The Court added that, Section 106 of the Evidence Act mandates that when any fact is especially within the knowledge of any person, the burden of proving that fact is upon him and if an accused fails to offer an explanation, he fails to discharge the burden cast upon him under Section 106 and if he fails to offer a reasonable explanation that itself provides an additional link in the chain of circumstances.
“The argument of Ms. Uttara Babbar, learned senior counsel is that no DNA test was carried out. No doubt, the DNA test was not carried out and it would have been better for the prosecution to have done the same. However, keeping the overall conspectus of the case in mind, we do not think that not conducting DNA test was fatal to the prosecution”, it said.
The Court further noted that the deceased was subjected to a brutal sexual assault and the injuries as evidenced in the postmortem report indicate that the deceased was subjected to aggressive penetrative sexual assault.
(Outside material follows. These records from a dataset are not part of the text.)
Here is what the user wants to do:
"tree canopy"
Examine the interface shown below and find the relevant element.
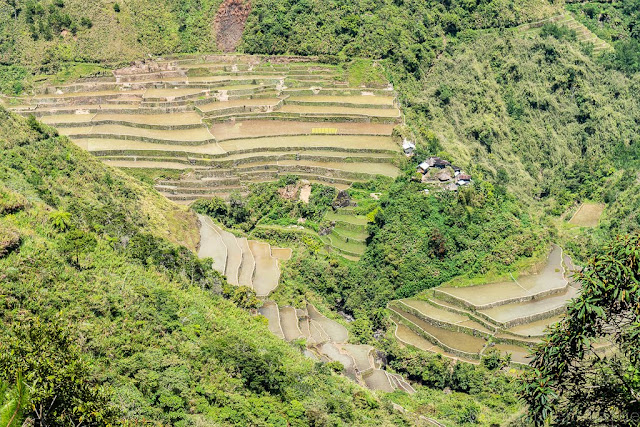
[522,234,640,425]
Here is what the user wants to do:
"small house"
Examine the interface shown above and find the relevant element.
[456,173,471,185]
[402,138,416,157]
[418,161,430,174]
[427,157,451,169]
[437,170,451,182]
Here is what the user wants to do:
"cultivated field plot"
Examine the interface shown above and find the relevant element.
[569,202,604,227]
[198,98,280,113]
[438,246,568,310]
[8,55,402,202]
[210,120,394,141]
[287,95,393,107]
[196,214,291,297]
[389,245,580,365]
[259,300,415,393]
[278,104,400,117]
[220,135,397,153]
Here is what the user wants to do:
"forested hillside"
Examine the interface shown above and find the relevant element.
[0,109,406,425]
[0,0,640,426]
“The injury on the prepuce of the penis of the accused along with the matching of the blood group coupled with other circumstantial evidence clearly constitute foundational facts for raising presumption under Sections 29 and 30 of the POCSO Act”, it added.
The Court said that the manner in which the Appellant enticed the deceased child under the pretext of buying ice-cream in spite of being dissuaded by the aunt and without the consent of the lawful guardians also makes out an offence under Section 364 of IPC and hence, the aggravated penetrative sexual assault clearly establishes offence under Section 377 of IPC and Sections 4 and 6 of the POCSO Act.
“The Trial Court has imposed the sentence of death and the High Court has confirmed the same. It is time for us to draw up a balance sheet of the aggravating and mitigating circumstances to decide whether the case falls in the category of rarest of rare case”, it also remarked.
Accordingly, the Apex Court partly allowed the Appeal, upheld the conviction, and commuted the death sentence.
Cause Title- Sambhubhai Raisangbhai v. State of Gujarat (Neutral Citation: 2024 INSC 987)
Appearance:
Appellant: Senior Advocate Uttara Babbar, AORs Arunava Mukherjee, Nirmal Chopra, Advocates Manasa Ramakrishna, Bhavesh Seth, Manan Bansal, Rayana Mukherjee, Maitreyi Misra, Veera Mahuli, Nisarg P. Khatri, and Ramesh Kumar Sahu.
Respondent: AOR Swati Ghildiyal, Advocates Devyani Bhatt, Neha Singh, and Rishi Yadav.